GSA Annual Meeting, November 5-8, 2001

Paper No. 0
Presentation Time: 1:30 PM-5:30 PM

PLIO-PLEISTOCENE HISTORY OF FERRAR GLACIER, ANTARCTICA: IMPLICATIONS FOR CLIMATE AND ICE-SHEET STABILITY


WILLENBRING, Jane K.1, MARCHANT, David R.1, OBERHOLZER, Peter2, SCHAEFER, Joerg M.3 and LEWIS, Adam R.1, (1)Department of Earth Sciences, Boston Univ, 685 Commonwealth Ave, Boston, MA 02215, (2)Institute for Isotope Geology and Mineral Resources, ETH, Zurich, 8092, Switzerland, (3)Lamont-Doherty Earth Observatory, Columbia Univ, Palisades, NY 10964, jwillenb@bu.edu

Vernier Valley (78o S, 161o E) opens onto a peripheral lobe of upper Ferrar glacier in the Dry Valleys region of southern Victoria Land, Antarctica. Ferrar 2, Ferrar 3, and Ferrar 4 drifts in lower Vernier Valley were deposited from Ferrar Glacier. The areal distribution of these drifts, along with a relative and numerical chronology afforded by surface-weathering characteristics and 3He / 21Ne exposure-age data, imply progressive thinning of upper Ferrar Glacier ice for at least the last 3 to 4 Ma.
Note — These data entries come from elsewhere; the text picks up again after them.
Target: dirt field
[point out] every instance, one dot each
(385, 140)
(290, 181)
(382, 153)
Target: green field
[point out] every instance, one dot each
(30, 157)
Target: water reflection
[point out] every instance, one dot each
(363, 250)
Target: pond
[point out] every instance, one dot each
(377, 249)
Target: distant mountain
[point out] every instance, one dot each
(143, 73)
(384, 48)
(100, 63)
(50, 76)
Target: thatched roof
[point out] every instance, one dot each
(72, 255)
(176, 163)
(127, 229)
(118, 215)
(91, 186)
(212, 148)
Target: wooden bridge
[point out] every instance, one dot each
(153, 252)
Ice-surface profiles reconstructed from the distribution of Ferrar 2, 3, and 4 moraines, combined with 21Ne and 3He exposure-age analyses of clasts atop these moraines, indicate that the ice-surface elevation of upper Ferrar Glacier has lowered roughly 50 m throughout the Quaternary Period and roughly 125 m since at least middle Pliocene time. These data illustrate minimal coeval ice-volume change at nearby Taylor Dome. The preservation of undisturbed and unconsolidated sediment beneath Ferrar drifts, the coarse texture of these drifts, and their morphologic similarity with drifts now forming at the surface of Ferrar Glacier all indicate that Ferrar drifts were deposited from cold-based ice. The persistence of thin lobes (< 125 m thick) of cold-based Ferrar Glacier ice implies enduring cold-desert conditions, much like those of today, for at least the last 3 to 4 Ma in lower Vernier Valley.